Monnet, geboren 1888 in Cognac/Frankreich, verkaufte zunächst als Unternehmer Cognac mit den Marken Martell und Henessy in alle Welt. In der Reparationskommission des 1919 gegründeten Völkerbundes und von 1920 bis 1923 als dessen stellvertretender Generalsekretär befreundete er sich mit dem dort ebenfalls tätigen, regierungsnahen Wall Street-Anwalt John F. Dulles, der nach dem 2. Weltkrieg US-Außenminister wurde und Bruder des Wall Street-Anwalts Allen Dulles war, der nach dem 2. Weltkrieg CIA-Chef werden sollte: Mit beiden wird Monnet dann die Geschicke Europas prägen.
Banker in den USA
So fand er den Einstieg als Unternehmer und Banker in den USA. Große Gewinne machte er hier als Alkoholhändler während der Prohibition, die zwischen 1920 und 1933 illegalen Handel beförderte. Seine Firma Hudson Bay Company verkaufte Alkohol auch an Indianer. Mit den Gewinnen gründete Monnet 1929 in San Francisco die Bank Bancamerica. Er vertrat gleichzeitig die US-Zentralbank Federal Reserve bei der französischen Zentralbank Banque de France.
In den 1930er Jahren finanzierte er zusammen mit der London-New Yorker Investment-Bank Lazard Eisenbahnlinien für die feudal-kapitalistische Regierung von General Tschang Kaischek in China, der auch von der US-Regierung, Mussolini und Hitler unterstützt wurde: Generäle der US-Army wie auch der Hitler-Wehrmacht – von Seeckt und von Falkenhausen – dienten als Militär- und Industrieberater; IG Farben, Heinkel, Rheinmetall, Messerschmidt und Krupp rüsteten Tschiangs Armee auf genauso wie dies US-Rüstungskonzerne taten. 1935 gründete Monnet mit Dulles in New York die Bank Monnet Murname: Die ganze Welt wurde Geschäftsgebiet.

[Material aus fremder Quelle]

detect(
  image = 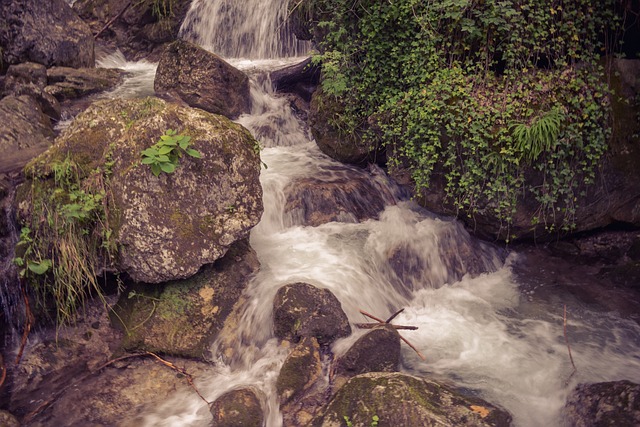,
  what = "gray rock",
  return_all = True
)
[111,239,260,359]
[335,326,400,376]
[0,0,95,68]
[0,95,54,173]
[153,40,251,119]
[45,67,124,101]
[21,98,262,283]
[565,381,640,427]
[273,283,351,345]
[209,388,264,427]
[311,373,511,427]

„De Gaulle muss zerstört werden!“
1938 organisierte Monnet US-Kredite, damit Frankreich US-Kampfflugzeuge kaufen und die eigene Flugzeugindustrie modernisieren konnte. 1939 initiierte er eine französisch-britische Kommission, um für den absehbaren Krieg gegen Deutschland Rüstungsgüter zu beschaffen, vor allem in den USA. Im Auftrag der britischen Regierung unter Winston Churchill koordinierte er von 1940 bis 1943 in der Roosevelt-Regierung die britischen Kreditaufnahmen und Rüstungskäufe in den USA.
1943 organisierte Monnet als Hochkommissar Roosevelts für die französischen Kolonien Nordafrikas – Algerien, Tunesien, Marokko – die Integration des dort stationierten französischen Militärs unter dem faschistischen und antisemitischen General Henri Giraud in das einmarschierende britische und US-Militär.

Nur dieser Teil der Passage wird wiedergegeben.